Pemuda remaja yang sudah memiliki bentuk tubuh seorang dewasa karena semenjak kecilnya sudah sering ikut berburu dan menghadapi kekerasan dan kesukaran itu bernama Sim Hong Bu. Ada pun pamannya yang bertubuh sedang dan sikapnya agak terlalu halus untuk seorang pemburu itu bernama Sim Tek, adik dari ayah Hong Bu.
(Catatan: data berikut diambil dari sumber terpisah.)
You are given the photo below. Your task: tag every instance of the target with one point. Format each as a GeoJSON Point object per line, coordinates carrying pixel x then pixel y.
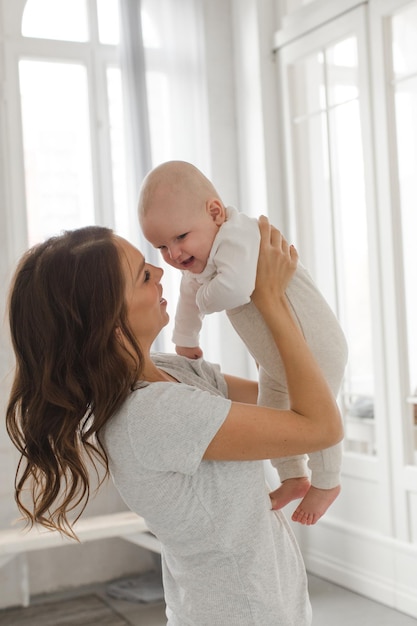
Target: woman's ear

Dahulu mereka semua ada empat orang, yaitu ayah Hong Bu yang bernama Sim Hoat, kemudian adik-adiknya Sim Tek dan Sim Kun, dan Hong Bu sendiri. Akan tetapi, tiga tahun yang lalu, ketika Sim Hoat dan Sim Kun sedang berburu beruang di utara, mereka berdua diserang oleh dua ular yang sangat beracun dan nyawa mereka tidak tertolong lagi. Maka tinggallah mereka berdua saja, Sim Hong Bu dan Sim Tek pamannya, dan untuk sekedar menghibur hati Sim Hong Bu yang penuh duka, Sim Tek yang hidup sebatang kara, tidak mempunyai anak isteri itu lalu mengajaknya merantau ke daerah daerah liar untuk berburu. Akhirnya, dua bulan yang lalu mereka sampai di Pegunungan Himalaya karena tertarik oleh cerita tentang Yeti.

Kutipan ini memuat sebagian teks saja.